▸ Column · Early New Republic — a starfighter squadron in the years after the fall of the Empire
LUKE SKYWALKER replies.
Replied to by Luke Skywalker, with a rebuttal from Darth Vader.
The letter
I fly in the same squadron as Renna; we've been close since the academy. The last two cycles have been brutal for her — her bond dissolved during the war, and I was the one who held her together through the custody hearings over her kids: the late comm-calls, the unscheduled hops out to her quarters, sitting beside her through every tribunal session. I don't regret a minute of it; I love her. But it finalized eight months ago and nothing has shifted. She still pings me in a panic three or four times a week and goes cold and wounded if I can't drop everything, even when I tell her I'm on the duty roster or dealing with my own family. Last month I had a real scare in the med-bay — bad enough to frighten me — and when I finally told her, she listened maybe four minutes before circling back to a fight with her ex over the children's leave schedule. I don't want to abandon her while she's still hurting, but I've started to dread her name lighting up my comm, and that makes me feel like the worst kind of friend. Can a friendship like this be reset without it becoming an ambush — or am I already too far gone to fix it?
Luke Skywalker replies
The part where you call yourself the worst kind of friend — stop. Dreading her name isn't the failure. What you do next is. I've dreaded plenty. The first time I dropped into the trench I was sure I'd die, and part of me wanted to pull the ship around. Being afraid wasn't the thing that mattered. Staying was.

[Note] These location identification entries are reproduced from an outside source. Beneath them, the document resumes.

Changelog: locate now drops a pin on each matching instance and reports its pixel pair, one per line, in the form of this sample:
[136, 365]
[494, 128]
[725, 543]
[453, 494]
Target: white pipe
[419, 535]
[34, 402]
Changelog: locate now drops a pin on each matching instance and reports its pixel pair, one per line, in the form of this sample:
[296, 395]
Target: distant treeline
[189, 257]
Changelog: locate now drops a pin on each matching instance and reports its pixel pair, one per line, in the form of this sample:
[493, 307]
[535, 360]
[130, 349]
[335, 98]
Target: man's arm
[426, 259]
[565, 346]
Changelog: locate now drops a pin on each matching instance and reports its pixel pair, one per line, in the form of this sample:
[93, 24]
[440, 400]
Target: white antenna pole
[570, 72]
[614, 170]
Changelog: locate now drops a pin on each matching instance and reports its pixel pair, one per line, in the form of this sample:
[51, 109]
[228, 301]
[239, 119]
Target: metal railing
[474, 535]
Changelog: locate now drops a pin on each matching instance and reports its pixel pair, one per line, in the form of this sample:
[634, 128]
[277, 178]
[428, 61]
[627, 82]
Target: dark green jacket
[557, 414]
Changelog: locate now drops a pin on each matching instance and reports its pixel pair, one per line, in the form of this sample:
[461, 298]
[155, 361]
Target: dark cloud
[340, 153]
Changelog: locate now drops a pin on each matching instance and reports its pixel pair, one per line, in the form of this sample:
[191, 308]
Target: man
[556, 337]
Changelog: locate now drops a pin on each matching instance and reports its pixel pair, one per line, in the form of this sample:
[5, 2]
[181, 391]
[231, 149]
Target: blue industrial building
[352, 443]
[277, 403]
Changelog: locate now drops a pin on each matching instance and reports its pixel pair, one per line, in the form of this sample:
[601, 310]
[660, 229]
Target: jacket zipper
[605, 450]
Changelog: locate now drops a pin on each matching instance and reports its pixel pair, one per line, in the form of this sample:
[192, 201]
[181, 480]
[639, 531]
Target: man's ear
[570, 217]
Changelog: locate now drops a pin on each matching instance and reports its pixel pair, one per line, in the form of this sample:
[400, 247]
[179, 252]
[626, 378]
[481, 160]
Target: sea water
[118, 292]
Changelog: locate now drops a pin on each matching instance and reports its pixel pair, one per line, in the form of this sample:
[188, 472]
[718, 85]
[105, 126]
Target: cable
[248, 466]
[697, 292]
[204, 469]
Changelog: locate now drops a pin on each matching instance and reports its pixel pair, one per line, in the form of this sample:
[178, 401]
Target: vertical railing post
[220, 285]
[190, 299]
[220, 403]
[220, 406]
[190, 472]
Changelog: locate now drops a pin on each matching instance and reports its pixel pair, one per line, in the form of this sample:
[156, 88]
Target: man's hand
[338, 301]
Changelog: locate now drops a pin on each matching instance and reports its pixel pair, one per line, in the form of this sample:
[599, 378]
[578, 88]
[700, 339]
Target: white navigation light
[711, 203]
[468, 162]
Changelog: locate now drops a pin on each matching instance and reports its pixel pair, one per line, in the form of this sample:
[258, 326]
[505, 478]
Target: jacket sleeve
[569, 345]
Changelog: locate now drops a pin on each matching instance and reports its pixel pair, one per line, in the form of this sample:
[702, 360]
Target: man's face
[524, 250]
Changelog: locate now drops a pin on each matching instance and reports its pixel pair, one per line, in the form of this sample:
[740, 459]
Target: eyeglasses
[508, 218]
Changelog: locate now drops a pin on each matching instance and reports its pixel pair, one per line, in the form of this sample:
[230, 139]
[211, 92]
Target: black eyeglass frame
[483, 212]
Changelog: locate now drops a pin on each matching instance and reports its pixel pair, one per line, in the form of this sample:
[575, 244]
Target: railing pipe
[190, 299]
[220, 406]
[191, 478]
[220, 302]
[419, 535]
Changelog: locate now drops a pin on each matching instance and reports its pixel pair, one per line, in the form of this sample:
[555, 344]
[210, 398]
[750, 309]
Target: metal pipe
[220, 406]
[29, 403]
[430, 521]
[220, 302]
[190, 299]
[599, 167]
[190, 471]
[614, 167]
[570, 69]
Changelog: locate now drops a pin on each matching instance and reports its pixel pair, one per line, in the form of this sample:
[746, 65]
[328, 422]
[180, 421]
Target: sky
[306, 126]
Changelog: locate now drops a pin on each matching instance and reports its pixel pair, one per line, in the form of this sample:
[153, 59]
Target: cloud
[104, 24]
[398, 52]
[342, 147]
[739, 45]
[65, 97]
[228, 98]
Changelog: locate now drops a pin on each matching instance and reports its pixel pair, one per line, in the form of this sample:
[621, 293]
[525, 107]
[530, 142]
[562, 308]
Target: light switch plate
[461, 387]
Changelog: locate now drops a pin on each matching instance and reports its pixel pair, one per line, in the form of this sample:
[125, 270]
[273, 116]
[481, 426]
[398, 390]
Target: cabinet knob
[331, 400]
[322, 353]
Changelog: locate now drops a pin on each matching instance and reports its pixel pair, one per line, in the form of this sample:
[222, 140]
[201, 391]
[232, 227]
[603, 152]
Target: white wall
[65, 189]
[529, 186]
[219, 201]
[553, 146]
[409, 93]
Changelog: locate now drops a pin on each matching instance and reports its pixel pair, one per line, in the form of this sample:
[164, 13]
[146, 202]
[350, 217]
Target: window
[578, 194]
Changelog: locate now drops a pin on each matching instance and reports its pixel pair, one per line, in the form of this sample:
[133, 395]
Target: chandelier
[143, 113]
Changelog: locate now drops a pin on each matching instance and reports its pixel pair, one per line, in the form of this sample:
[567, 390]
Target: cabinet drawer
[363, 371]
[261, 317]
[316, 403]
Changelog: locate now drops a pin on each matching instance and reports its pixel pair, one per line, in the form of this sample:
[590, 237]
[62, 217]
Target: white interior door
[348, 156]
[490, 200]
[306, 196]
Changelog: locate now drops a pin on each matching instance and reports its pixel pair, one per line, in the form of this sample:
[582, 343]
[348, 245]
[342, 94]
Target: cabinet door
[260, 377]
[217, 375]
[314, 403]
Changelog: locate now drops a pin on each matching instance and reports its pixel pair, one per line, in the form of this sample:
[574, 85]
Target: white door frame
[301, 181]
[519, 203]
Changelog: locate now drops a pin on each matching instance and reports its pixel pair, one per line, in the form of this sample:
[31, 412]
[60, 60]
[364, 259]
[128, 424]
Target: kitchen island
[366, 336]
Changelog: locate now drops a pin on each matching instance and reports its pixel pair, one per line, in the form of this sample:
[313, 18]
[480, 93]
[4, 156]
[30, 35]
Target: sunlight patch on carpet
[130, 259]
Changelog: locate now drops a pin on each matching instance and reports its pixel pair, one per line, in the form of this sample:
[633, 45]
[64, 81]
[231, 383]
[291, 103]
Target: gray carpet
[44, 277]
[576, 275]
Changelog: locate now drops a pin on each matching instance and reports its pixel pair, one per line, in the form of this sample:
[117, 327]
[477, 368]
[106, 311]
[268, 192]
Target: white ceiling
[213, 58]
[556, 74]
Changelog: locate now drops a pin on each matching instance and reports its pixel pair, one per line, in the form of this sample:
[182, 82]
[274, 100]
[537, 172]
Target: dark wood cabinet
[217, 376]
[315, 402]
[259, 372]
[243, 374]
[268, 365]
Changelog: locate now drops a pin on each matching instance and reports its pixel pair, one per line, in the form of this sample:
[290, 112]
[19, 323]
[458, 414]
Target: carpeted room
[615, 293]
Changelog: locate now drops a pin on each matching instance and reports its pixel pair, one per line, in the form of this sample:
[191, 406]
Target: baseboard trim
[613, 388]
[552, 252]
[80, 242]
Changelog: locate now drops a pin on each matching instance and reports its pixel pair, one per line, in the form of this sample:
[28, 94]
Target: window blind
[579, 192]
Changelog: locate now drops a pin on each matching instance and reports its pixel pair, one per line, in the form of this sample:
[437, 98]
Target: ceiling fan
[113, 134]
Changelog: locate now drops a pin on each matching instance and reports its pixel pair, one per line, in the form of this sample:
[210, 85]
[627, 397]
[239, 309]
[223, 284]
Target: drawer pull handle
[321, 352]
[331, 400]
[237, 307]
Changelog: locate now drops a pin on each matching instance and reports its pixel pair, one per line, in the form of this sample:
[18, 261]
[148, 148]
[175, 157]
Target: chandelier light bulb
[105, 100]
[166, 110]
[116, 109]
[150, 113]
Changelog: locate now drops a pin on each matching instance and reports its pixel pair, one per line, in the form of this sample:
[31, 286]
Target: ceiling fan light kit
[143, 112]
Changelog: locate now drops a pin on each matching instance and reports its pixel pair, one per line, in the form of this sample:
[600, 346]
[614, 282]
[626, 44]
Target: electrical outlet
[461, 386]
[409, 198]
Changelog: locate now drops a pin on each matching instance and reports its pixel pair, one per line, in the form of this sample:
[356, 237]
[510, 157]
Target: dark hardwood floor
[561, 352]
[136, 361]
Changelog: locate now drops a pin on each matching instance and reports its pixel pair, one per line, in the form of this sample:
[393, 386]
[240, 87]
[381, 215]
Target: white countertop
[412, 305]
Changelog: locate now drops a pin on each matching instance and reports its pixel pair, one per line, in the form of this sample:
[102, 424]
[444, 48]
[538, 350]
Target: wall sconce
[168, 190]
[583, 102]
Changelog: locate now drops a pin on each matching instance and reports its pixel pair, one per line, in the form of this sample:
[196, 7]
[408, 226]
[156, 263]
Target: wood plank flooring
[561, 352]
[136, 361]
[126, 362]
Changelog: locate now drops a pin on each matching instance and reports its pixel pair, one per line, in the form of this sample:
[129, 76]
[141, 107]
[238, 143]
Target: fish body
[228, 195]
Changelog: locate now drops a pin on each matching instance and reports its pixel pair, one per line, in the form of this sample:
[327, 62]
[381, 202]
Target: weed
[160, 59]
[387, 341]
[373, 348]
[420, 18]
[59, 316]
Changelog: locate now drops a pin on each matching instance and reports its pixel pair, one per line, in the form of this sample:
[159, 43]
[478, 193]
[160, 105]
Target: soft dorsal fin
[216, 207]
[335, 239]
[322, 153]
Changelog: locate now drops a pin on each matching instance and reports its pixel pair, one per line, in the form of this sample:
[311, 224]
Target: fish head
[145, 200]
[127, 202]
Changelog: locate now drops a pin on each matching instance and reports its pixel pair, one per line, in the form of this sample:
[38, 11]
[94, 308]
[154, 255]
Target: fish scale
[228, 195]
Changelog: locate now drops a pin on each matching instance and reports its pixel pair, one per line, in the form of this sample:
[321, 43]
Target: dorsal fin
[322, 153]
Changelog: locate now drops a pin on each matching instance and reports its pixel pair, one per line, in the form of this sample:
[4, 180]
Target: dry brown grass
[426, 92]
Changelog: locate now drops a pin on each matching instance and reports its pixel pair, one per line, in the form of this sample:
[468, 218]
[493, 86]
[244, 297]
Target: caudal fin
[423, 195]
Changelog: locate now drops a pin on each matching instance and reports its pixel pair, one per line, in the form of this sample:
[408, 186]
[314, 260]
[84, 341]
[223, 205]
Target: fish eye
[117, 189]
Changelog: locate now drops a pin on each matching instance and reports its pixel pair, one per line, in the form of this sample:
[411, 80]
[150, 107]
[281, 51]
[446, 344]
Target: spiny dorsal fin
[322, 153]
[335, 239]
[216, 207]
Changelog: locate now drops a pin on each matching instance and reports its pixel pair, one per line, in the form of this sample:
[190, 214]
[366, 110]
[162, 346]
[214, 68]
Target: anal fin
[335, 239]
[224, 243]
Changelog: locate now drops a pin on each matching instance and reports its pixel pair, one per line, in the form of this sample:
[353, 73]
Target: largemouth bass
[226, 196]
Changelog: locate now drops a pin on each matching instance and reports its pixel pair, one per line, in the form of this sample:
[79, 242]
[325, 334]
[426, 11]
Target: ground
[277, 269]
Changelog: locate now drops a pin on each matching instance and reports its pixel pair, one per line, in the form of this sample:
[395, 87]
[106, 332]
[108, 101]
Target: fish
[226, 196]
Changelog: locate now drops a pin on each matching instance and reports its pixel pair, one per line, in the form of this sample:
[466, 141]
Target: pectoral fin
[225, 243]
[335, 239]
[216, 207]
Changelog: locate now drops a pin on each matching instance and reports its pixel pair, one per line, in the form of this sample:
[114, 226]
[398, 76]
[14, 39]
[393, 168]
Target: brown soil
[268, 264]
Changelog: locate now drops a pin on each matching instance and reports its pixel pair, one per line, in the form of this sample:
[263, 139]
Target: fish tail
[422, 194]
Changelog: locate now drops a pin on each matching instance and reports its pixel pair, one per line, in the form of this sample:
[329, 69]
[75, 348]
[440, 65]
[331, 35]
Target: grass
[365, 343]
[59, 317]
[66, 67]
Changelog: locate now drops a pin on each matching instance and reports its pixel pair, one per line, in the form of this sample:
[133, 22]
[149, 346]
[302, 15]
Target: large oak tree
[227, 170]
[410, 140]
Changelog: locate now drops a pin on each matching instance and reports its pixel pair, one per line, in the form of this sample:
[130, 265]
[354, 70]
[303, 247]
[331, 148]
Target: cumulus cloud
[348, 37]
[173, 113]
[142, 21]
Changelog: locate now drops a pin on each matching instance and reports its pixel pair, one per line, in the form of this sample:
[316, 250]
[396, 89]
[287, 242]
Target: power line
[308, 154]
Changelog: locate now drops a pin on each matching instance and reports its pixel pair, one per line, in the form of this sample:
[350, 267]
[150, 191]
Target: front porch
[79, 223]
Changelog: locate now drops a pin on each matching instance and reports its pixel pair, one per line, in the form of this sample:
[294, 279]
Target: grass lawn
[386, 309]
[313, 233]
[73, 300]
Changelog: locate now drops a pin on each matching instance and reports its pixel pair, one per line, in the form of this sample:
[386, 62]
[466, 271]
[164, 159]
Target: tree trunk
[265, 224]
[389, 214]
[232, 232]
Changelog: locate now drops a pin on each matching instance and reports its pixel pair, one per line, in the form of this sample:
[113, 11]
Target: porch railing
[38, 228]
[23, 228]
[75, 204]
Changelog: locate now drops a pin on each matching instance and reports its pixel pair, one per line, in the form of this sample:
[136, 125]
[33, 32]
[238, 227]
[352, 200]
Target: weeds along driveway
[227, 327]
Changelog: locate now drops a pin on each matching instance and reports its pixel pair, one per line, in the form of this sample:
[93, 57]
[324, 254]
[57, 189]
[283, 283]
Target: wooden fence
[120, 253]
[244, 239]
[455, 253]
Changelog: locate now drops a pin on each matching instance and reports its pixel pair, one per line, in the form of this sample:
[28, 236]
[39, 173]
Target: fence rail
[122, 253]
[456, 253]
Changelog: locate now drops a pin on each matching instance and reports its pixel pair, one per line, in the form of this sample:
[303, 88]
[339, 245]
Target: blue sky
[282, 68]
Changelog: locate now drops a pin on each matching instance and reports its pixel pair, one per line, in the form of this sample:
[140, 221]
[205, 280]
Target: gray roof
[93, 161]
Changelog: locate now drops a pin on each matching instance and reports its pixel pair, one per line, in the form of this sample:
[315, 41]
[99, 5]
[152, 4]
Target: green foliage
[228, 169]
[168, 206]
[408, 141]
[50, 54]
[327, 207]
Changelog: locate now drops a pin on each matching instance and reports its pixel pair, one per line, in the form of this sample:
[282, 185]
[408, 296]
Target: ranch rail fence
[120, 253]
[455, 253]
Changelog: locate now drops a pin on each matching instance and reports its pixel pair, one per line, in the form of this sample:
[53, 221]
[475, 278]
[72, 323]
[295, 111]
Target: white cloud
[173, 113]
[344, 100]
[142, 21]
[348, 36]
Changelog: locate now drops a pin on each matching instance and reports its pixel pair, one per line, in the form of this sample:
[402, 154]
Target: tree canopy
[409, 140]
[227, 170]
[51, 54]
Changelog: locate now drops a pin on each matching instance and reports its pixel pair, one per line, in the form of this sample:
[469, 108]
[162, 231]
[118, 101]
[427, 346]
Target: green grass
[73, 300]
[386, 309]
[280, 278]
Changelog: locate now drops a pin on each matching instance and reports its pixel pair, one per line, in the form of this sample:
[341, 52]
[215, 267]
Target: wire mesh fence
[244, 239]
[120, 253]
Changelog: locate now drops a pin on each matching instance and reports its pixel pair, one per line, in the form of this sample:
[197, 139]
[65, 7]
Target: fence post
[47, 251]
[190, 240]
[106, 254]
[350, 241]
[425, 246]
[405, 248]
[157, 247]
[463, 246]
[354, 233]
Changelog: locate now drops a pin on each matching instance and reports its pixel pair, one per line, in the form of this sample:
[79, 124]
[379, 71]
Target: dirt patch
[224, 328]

You think the only two choices are abandon Renna or drown beside her. They aren't. Everyone I trusted — Ben, Yoda, my own fear — told me my father was gone, finished, a lost cause, and I refused to believe it. They were wrong. But here's what they never understood: keeping the door open never meant standing in the doorway until I bled out. It meant being the one voice that still said "I haven't given up on you." It did not mean carrying her whole war on my back forever.
So tell her the truth. Not an ambush — plainly. That you love her, that you're not leaving, and that when your own scare came you reached for her and couldn't find her, and it hurt. That isn't cruelty. That's the harder mercy — the kind that actually asks something of her instead of just emptying you. You're not too far gone. The moment you decide you are is the only way you actually lose her.
— Luke Skywalker
Darth Vader weighs in
My son speaks of open doors. He said the same to me once, with the blade lowered at my throat — and he was not wrong to. But he mistakes the open hand for the open wound.
You ask how not to abandon her. That is the wrong fear. The leash here is your guilt. She has wound it around your throat and named it friendship, and you permit it because being "the worst kind of friend" terrifies you more than disappearing does.
I know the grip that cannot release. I closed my hand around someone I loved to keep from losing her — and lost her in the closing. Renna holds you the same way. A limit is not cruelty. Set it. Luke's door becomes a cage when no one will close it even halfway.